Certamente, o ódio à China tem origem em Washington e é montado principalmente pela direita neoliberal azul, mas também pode ser montado em grande parte pela esquerda, igualmente neoliberal, cor-de-rosa. A superação da esquerda e da direita também deve ocorrer neste ponto, ou seja, na questão geopolítica: esquerda e direita são atlantistas, devemos ser a favor de um mundo multipolar.
É verdade e perigoso que a China esteja comprando terras, minerais e recursos básicos em todo o mundo? Estamos trocando um imperialismo por outro?
A China faz exatamente o mesmo que todos os outros países capitalistas, mas o faz por que razão: ela se tornou capitalista para seu próprio bem ou está usando o capitalismo com o objetivo de superá-lo?
Você não acha que nós, europeus, já não somos capazes de apreciar algumas das virtudes dos chineses: hierarquia, senso de família, disciplina?
Certamente, a Europa, como colônia de Washington, já é vítima da civilização do nada, da cultura do cancelamento. A China ainda conseguiu manter valores que a tornam superior a esta civilização do nada que somos agora, e que não podemos mais nem mesmo entender.
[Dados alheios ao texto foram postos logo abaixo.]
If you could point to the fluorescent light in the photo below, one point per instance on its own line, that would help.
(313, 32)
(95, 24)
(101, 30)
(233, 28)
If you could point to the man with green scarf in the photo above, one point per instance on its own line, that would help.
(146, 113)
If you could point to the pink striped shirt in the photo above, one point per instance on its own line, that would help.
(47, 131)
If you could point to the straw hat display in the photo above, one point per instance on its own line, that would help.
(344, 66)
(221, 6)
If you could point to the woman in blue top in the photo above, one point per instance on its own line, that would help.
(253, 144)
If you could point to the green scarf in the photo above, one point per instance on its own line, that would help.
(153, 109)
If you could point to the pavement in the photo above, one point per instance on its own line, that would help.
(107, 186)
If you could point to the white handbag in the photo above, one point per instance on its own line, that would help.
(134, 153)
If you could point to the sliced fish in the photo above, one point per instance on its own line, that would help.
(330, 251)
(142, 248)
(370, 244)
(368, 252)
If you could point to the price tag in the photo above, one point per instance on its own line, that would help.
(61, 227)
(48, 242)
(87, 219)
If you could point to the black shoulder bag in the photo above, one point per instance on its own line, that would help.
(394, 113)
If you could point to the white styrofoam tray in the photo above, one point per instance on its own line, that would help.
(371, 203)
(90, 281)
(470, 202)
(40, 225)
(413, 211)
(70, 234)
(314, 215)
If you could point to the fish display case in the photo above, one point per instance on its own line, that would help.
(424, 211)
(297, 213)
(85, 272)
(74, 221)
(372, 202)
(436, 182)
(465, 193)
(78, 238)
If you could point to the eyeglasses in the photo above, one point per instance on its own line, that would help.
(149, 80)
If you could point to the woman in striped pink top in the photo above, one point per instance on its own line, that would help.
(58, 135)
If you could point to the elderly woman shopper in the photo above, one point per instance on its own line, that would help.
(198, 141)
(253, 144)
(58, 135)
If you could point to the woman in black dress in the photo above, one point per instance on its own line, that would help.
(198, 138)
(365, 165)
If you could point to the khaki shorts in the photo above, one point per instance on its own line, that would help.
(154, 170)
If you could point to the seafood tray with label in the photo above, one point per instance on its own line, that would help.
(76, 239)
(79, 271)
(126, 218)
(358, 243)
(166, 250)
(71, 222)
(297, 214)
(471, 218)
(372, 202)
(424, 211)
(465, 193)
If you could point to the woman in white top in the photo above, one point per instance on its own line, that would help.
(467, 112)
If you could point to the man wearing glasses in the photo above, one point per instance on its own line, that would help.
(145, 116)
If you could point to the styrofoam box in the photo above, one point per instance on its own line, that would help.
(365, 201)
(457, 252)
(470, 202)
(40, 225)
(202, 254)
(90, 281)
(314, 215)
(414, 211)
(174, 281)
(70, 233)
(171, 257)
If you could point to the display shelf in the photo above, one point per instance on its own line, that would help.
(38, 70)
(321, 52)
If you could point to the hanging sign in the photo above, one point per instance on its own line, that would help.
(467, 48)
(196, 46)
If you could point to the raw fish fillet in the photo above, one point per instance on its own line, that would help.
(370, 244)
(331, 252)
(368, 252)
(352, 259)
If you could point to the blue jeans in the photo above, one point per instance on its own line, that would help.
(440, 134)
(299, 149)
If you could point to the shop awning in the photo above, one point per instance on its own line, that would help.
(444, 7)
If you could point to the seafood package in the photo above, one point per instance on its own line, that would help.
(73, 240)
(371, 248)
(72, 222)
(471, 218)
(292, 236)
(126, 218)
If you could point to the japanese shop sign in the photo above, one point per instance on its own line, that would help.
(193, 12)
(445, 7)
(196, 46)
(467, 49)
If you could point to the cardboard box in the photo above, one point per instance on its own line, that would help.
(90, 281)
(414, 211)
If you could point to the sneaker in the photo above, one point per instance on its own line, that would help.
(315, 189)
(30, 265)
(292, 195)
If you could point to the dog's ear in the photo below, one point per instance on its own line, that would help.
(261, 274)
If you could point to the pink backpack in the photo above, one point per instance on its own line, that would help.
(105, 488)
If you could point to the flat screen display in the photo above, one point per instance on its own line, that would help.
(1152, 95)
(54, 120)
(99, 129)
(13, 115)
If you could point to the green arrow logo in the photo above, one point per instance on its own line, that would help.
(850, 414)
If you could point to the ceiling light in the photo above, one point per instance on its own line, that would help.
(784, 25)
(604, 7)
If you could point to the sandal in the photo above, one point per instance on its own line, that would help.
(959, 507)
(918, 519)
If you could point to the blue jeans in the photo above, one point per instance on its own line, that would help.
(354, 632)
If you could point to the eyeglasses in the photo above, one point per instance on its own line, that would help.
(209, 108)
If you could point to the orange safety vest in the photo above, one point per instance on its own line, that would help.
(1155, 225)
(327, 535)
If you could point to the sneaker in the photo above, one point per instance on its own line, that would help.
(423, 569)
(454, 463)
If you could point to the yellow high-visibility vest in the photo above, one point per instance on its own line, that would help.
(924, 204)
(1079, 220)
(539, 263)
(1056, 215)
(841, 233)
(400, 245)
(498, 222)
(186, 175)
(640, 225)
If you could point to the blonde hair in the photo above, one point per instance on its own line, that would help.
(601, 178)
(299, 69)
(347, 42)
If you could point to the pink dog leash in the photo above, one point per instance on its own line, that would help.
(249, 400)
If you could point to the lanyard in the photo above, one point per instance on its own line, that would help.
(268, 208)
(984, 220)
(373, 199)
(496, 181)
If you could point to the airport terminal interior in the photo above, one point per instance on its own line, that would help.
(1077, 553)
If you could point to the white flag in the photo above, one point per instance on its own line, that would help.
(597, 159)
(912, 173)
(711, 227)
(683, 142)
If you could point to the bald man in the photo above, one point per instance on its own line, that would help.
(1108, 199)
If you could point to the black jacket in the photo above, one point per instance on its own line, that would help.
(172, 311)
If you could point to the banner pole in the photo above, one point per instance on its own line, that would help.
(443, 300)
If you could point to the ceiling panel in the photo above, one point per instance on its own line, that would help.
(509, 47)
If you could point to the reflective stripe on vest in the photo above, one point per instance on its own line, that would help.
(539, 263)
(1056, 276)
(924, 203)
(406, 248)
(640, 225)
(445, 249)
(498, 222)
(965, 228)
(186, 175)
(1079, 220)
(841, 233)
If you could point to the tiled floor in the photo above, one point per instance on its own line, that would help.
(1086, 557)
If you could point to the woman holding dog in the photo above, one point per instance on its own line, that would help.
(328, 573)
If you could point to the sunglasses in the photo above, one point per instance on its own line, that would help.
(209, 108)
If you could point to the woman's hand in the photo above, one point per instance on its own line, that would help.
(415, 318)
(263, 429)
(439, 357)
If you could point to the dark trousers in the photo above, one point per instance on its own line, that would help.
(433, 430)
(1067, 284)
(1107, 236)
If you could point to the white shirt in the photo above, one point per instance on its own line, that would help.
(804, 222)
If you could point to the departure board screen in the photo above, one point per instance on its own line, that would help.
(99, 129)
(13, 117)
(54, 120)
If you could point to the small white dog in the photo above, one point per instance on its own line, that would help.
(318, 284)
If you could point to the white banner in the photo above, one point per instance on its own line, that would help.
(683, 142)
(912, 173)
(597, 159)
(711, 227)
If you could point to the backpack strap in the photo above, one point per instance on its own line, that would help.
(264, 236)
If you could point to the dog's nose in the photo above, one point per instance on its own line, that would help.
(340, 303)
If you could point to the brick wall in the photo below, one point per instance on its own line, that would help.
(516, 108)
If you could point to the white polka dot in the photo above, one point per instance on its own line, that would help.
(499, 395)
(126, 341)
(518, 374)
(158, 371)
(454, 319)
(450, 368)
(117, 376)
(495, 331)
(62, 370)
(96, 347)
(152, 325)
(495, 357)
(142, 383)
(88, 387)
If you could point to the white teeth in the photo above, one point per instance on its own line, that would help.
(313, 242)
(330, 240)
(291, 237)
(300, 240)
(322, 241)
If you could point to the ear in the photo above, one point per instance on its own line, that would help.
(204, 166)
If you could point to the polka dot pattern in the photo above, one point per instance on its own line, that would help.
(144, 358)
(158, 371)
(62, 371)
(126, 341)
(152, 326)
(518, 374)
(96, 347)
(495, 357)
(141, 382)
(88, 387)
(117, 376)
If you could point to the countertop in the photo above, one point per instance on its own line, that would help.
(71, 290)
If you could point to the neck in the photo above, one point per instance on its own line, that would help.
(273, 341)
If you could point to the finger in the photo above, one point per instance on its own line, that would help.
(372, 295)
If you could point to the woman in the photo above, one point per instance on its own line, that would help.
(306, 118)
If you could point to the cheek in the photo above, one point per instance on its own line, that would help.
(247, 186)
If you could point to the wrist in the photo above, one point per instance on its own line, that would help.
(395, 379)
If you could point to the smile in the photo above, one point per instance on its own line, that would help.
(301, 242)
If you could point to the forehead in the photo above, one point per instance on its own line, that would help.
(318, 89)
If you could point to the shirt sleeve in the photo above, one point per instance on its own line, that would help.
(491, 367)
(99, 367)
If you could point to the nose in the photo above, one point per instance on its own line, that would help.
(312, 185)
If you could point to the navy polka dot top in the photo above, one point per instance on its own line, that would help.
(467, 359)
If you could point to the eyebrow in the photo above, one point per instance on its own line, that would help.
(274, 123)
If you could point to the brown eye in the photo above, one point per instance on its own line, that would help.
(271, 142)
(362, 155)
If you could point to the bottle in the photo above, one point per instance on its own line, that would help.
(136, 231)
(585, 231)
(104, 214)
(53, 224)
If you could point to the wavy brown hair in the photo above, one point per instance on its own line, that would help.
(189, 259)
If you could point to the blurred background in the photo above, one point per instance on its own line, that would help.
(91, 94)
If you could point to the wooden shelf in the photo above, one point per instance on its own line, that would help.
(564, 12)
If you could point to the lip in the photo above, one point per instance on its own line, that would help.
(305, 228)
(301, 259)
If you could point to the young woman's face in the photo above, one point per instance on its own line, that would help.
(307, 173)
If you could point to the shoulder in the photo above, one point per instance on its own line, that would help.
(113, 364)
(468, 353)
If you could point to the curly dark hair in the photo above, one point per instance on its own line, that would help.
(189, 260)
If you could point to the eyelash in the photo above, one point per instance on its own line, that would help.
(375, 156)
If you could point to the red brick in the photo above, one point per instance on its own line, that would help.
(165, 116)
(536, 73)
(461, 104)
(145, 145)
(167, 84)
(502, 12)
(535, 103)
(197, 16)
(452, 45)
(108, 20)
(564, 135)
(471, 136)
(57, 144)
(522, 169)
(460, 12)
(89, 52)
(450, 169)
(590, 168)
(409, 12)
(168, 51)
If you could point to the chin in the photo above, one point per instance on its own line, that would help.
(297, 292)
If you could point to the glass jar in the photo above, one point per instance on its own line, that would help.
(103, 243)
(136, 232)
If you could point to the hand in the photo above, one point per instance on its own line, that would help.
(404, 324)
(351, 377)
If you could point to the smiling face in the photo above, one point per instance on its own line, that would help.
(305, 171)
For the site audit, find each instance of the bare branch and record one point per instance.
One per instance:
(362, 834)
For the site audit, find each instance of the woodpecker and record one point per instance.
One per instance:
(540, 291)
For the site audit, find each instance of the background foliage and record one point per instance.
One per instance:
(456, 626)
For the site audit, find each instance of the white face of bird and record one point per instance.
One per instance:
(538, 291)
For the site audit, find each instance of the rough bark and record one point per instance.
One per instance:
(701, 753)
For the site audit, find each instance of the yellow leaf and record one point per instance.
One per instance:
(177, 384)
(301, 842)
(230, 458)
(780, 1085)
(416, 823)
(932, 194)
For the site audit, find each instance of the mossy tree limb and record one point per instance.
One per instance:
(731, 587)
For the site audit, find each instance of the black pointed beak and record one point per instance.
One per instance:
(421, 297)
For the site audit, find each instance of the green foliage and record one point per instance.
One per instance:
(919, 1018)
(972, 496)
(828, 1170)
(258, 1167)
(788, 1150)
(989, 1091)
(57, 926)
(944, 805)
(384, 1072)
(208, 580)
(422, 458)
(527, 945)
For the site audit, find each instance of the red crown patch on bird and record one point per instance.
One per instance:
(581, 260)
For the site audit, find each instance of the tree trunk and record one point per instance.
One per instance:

Existe uma unidade entre Confúcio e Marx naquele país, ainda existem valores sólidos ou o materialismo mais rude triunfará na China?
É um tema no qual Costanzo Preve insiste com frequência, a saber, o fato de que o marxismo na China sempre teve sua característica particular porque foi enxertado em uma cultura chinesa anterior e única e deu origem a um marxismo muito particular, inacessível a outros marxismos.
Uma aliança entre a China, a Rússia e outras potências emergentes será uma oportunidade para que a Europa se desfaça do velho jugo americano criado em 1945?
Isto seria altamente desejável: contra o imperialismo unipolar americano, que chama a globalização de americanização forçada do mundo inteiro, é de se esperar que seja criado um multipolarismo, ou seja, uma nova ordem multilateral que crie um novo equilíbrio e possa assim resistir ao imperialismo americano. Como Kant disse em Paz Perpétua, um mundo com vários estados nacionais mesmo em conflito entre si é melhor para a ideia de razão do que uma monarquia universal que submete a todos, o que faz com que o mundo degenere em anarquia. Se queremos o multipolarismo, é porque só ele pode garantir um equilíbrio de poder e, portanto, uma paz duradoura que não é a paz dos cemitérios, para citar novamente Kant, ou seja, a paz feita pelos americanos, que, para citar o velho Tácito, é o deserto. É por isso que devemos esperar mais do que nunca por uma China aliada e pela Rússia, soberana em todos os aspectos, do militar ao monetário, do cultural ao político, ou seja, capaz de resistir sem ceder ao inimigo principal, ou seja, o imperialismo de Washington. Toda a Europa deveria finalmente libertar-se do imperialismo sórdido de Washington, que a transformou em colônia desde 1945, e abrir-se a uma perspectiva eurasiática e multipolar. Meu país, a Itália, tem mais de 120 bases militares americanas: não é um aliado de Washington, é uma colônia de Washington; não pode haver democracia nem liberdade quando as decisões são tomadas não em Roma, mas em Washington, em outras palavras, quando se é uma colônia dos Estados Unidos da América.